The choice for a particular word order is due to various factors. These include e.g. the restrictiveness of the RC (Lötscher, 1972, Holler, 2005) and the definiteness of the antecedent (Shannon, 1992), but also dependency length (DL) measures. This can be explained by processing constraints. Hawkins (2004) for example states that dependencies between a final verb and its preceding arguments can be significantly shortened by extracting the RC from the matrix clause. Gibson (2000) takes a similar approach concerning sentence comprehension. However, presenting competing motivations, extraposition lengthens the dependency between antecedent and RC. The likelihood of extraposition should therefore increase with increasing RC lengths and decrease with longer distances to the antecedent. This has been confirmed in corpus studies (e.g., Uszkoreit et al., 1998) as well as in experimental studies (e.g., Konieczny, 2000).

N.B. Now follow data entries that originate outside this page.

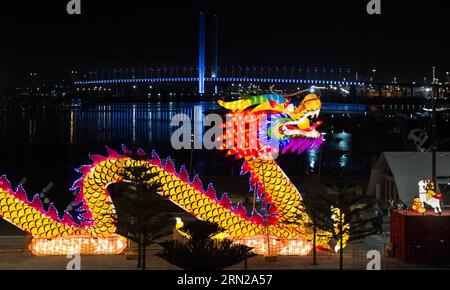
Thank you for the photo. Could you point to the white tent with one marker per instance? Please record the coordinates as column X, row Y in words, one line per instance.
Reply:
column 395, row 175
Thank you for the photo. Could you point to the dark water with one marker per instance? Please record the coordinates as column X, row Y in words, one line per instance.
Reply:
column 46, row 144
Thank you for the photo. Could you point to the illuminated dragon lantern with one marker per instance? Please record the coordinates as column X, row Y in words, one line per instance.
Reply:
column 279, row 226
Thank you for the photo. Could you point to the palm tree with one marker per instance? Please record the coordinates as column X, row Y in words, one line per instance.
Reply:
column 142, row 212
column 201, row 252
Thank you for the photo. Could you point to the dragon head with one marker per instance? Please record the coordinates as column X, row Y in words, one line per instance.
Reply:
column 281, row 125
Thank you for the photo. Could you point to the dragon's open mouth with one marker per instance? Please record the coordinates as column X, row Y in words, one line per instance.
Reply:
column 303, row 127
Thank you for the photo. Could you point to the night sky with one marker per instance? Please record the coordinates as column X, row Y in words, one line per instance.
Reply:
column 406, row 40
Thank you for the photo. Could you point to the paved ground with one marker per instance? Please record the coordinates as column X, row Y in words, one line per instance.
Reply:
column 354, row 258
column 23, row 261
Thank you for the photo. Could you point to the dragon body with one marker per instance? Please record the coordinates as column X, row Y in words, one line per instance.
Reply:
column 93, row 229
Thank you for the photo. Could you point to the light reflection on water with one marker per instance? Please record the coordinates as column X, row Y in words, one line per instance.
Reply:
column 141, row 123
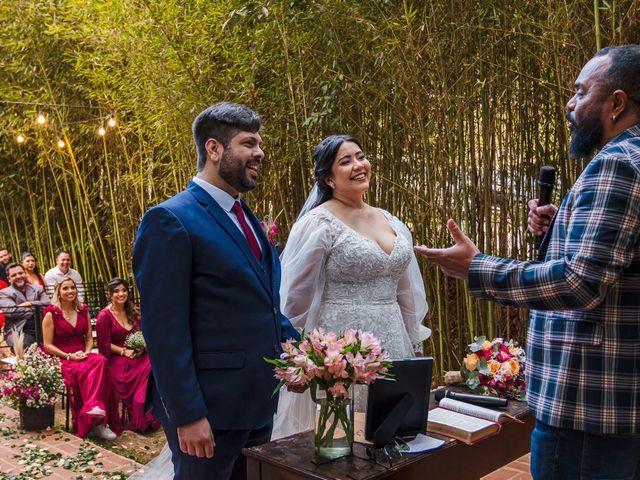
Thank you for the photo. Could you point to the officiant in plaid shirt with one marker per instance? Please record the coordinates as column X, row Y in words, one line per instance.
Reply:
column 583, row 341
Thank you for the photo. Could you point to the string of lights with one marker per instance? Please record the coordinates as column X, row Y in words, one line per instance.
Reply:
column 41, row 119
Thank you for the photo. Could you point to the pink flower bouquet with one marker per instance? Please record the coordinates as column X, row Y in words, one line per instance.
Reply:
column 35, row 381
column 495, row 367
column 332, row 363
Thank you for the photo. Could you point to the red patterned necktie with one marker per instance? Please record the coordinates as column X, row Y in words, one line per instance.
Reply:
column 248, row 233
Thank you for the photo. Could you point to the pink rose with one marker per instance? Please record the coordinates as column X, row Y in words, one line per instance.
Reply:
column 339, row 391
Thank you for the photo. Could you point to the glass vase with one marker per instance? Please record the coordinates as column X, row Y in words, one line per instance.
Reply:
column 333, row 434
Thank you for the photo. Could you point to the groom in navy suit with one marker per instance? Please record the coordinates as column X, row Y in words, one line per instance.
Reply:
column 209, row 282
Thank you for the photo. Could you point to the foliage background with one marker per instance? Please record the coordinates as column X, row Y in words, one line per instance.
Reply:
column 458, row 104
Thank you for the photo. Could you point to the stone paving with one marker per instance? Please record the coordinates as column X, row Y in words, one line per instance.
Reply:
column 98, row 465
column 108, row 465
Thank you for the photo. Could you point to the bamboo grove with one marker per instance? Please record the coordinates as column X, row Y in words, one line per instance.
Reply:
column 457, row 102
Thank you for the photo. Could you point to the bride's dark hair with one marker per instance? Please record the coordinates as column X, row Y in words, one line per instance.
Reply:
column 323, row 157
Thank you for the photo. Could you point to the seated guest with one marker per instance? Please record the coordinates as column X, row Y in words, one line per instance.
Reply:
column 5, row 260
column 34, row 277
column 130, row 369
column 67, row 334
column 18, row 303
column 63, row 269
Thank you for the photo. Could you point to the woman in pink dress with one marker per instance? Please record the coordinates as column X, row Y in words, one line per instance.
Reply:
column 130, row 370
column 34, row 277
column 67, row 334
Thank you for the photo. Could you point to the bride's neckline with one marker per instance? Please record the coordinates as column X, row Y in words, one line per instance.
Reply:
column 395, row 240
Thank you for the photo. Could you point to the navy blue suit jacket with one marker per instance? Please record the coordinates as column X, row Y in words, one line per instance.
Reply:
column 210, row 312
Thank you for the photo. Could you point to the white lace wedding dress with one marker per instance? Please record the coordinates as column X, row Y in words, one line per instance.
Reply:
column 335, row 278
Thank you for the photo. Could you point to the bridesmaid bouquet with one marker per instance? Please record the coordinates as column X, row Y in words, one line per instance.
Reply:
column 35, row 381
column 135, row 341
column 331, row 363
column 495, row 367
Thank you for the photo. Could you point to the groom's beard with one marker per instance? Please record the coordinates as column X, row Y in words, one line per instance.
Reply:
column 232, row 170
column 586, row 134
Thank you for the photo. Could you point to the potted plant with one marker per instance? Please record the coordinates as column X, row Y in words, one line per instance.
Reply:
column 329, row 365
column 32, row 387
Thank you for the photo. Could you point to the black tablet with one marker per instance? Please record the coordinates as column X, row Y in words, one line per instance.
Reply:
column 399, row 407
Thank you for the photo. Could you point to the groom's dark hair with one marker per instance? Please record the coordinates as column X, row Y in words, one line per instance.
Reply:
column 222, row 121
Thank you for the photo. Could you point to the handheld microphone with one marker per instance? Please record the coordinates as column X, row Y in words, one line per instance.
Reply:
column 546, row 182
column 483, row 401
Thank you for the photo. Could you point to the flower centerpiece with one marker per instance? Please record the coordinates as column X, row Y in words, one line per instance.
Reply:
column 495, row 368
column 32, row 387
column 328, row 365
column 135, row 341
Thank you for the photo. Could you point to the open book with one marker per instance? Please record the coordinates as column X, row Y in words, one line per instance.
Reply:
column 465, row 422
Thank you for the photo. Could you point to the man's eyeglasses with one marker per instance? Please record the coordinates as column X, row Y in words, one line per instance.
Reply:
column 391, row 452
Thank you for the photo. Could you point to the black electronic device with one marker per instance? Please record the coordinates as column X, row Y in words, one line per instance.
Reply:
column 481, row 400
column 399, row 407
column 546, row 183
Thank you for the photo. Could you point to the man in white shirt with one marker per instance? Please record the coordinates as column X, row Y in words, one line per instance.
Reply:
column 63, row 268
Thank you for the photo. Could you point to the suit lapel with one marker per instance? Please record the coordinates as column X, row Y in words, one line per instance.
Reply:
column 229, row 227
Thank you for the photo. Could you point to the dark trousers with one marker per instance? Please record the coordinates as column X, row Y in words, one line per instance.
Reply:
column 227, row 463
column 561, row 454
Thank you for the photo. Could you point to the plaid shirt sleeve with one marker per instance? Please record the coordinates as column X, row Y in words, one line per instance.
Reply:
column 592, row 242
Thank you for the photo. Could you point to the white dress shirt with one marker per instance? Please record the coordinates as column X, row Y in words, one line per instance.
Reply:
column 226, row 202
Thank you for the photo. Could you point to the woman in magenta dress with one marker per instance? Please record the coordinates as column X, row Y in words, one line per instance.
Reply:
column 67, row 334
column 34, row 277
column 130, row 370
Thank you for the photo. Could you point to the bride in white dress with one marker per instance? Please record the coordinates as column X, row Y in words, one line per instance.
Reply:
column 348, row 265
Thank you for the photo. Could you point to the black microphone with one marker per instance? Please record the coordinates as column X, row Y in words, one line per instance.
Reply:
column 546, row 182
column 482, row 400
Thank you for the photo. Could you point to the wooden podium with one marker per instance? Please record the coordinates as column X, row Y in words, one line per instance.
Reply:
column 293, row 458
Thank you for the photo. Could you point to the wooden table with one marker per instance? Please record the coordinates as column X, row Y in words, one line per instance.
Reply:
column 293, row 458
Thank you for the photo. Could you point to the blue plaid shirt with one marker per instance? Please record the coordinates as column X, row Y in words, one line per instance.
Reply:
column 583, row 343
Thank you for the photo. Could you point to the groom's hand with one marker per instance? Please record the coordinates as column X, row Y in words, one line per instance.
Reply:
column 197, row 438
column 453, row 261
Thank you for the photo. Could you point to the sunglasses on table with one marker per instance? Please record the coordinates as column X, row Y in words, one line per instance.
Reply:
column 391, row 452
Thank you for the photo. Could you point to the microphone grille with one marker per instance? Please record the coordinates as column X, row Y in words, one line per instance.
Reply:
column 547, row 175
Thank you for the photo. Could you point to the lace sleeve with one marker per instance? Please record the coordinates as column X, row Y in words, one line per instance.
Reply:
column 412, row 297
column 303, row 269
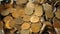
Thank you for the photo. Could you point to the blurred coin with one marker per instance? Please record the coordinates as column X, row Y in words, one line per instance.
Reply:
column 47, row 7
column 20, row 2
column 34, row 19
column 7, row 20
column 24, row 31
column 1, row 32
column 57, row 13
column 26, row 18
column 38, row 10
column 18, row 20
column 5, row 12
column 25, row 26
column 29, row 8
column 1, row 25
column 47, row 23
column 35, row 27
column 18, row 13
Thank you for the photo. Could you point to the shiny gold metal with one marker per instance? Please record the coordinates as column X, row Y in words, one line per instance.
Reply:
column 35, row 27
column 25, row 26
column 38, row 10
column 5, row 12
column 34, row 19
column 57, row 13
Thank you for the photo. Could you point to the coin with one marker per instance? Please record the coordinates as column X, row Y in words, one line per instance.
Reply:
column 5, row 12
column 25, row 26
column 47, row 7
column 20, row 2
column 57, row 13
column 38, row 10
column 18, row 20
column 18, row 13
column 7, row 18
column 34, row 19
column 29, row 8
column 26, row 18
column 56, row 23
column 24, row 31
column 35, row 27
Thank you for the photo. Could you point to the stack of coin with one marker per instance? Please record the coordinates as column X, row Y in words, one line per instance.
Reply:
column 38, row 10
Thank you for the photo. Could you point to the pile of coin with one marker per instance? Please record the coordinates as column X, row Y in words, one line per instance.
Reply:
column 30, row 17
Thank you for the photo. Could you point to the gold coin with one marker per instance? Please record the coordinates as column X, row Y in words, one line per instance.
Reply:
column 18, row 20
column 48, row 23
column 29, row 8
column 26, row 18
column 7, row 18
column 35, row 27
column 25, row 26
column 24, row 31
column 1, row 25
column 20, row 2
column 18, row 13
column 34, row 19
column 57, row 13
column 56, row 23
column 5, row 12
column 38, row 10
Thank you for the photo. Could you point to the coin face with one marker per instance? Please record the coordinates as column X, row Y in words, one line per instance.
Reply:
column 24, row 31
column 18, row 20
column 57, row 13
column 34, row 19
column 35, row 27
column 38, row 10
column 47, row 7
column 20, row 2
column 5, row 12
column 26, row 18
column 25, row 26
column 29, row 8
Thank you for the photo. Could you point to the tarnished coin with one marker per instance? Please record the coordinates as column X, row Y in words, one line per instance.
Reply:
column 5, row 12
column 25, row 26
column 24, row 31
column 34, row 19
column 20, row 2
column 56, row 23
column 57, row 13
column 26, row 18
column 18, row 20
column 38, row 10
column 29, row 8
column 35, row 27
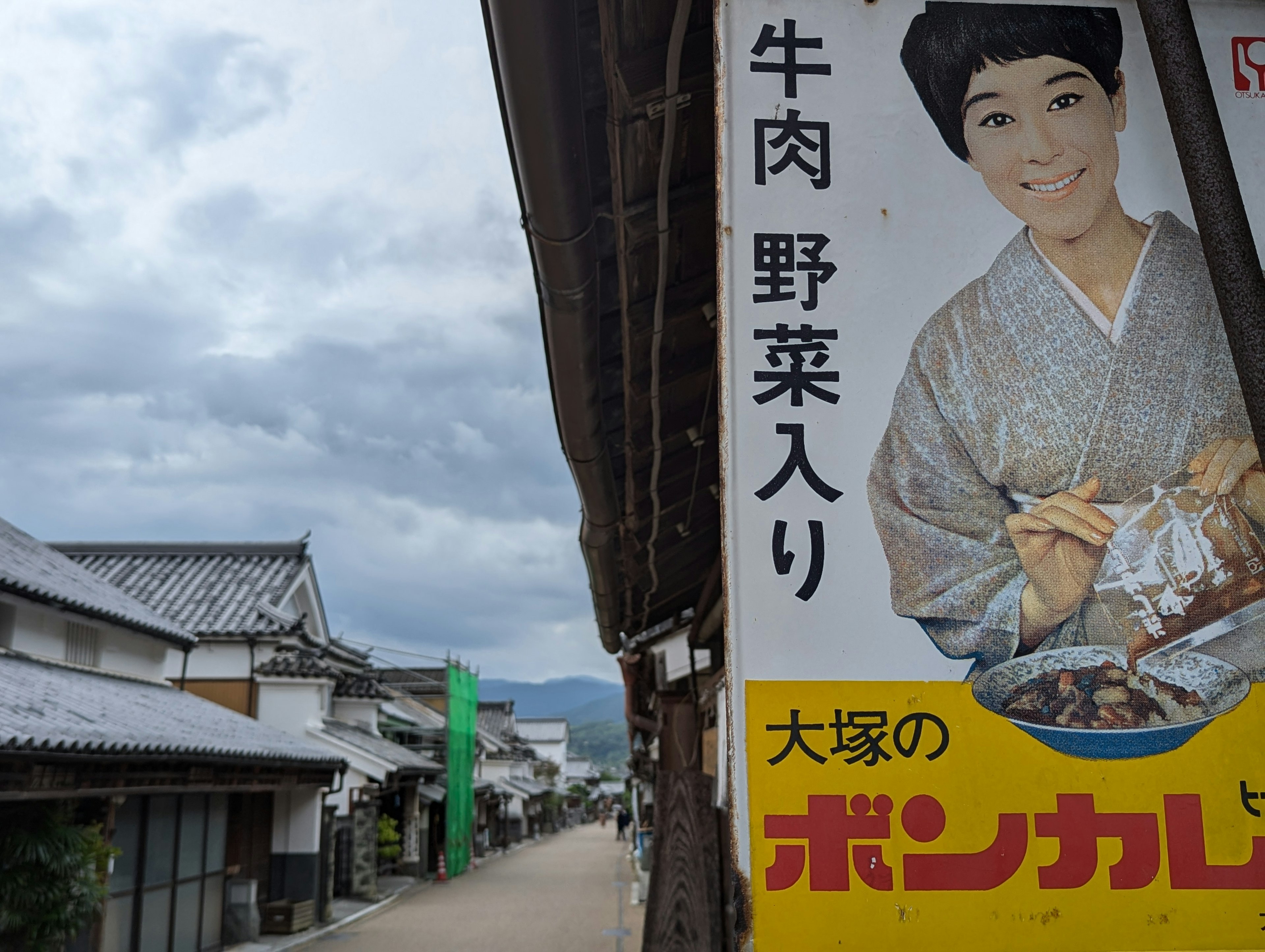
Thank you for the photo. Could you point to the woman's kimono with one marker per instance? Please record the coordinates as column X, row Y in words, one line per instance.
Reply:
column 1011, row 393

Based on that, Strunk (2014) tests the influence of different factors synchronically in German newspaper texts. He concludes that the distance between antecedent and RC as well as the RC length play the most important role in the selection of the RC position. Considering the fact that my diachronic data show a steady increase in extraposition patterns, this study can provide new insights into the relevance of DL factors throughout the history of German. Therefore, I investigate the placement of heavy nominal and prepositional phrases followed by an RC modifier in newspaper texts from 1600 until today. Using conditional inference trees and random forests, I look at nine factors: RC length, distance to antecedent, restrictiveness, definiteness of antecedent, antecedent’s part of speech, part of the sentence, embedding degree, time period, and the newspaper’s publication region. My results support Strunk’s study insofar as DL measures are the most important factors for the RC position in contemporary German. However, a less clear picture emerges from the early data, indicating that DL seems to become more important only with time. I argue that this can be explained by the accessibility of newspapers. The first newspapers were accessible only to a minority who could read. For private individuals, the benefits as well as the right to read were disputed (Gieseler, 1996). Only since the expansion of the reading society in the 19th century, processing constraints seem to be considered to make the content more accessible to the reader.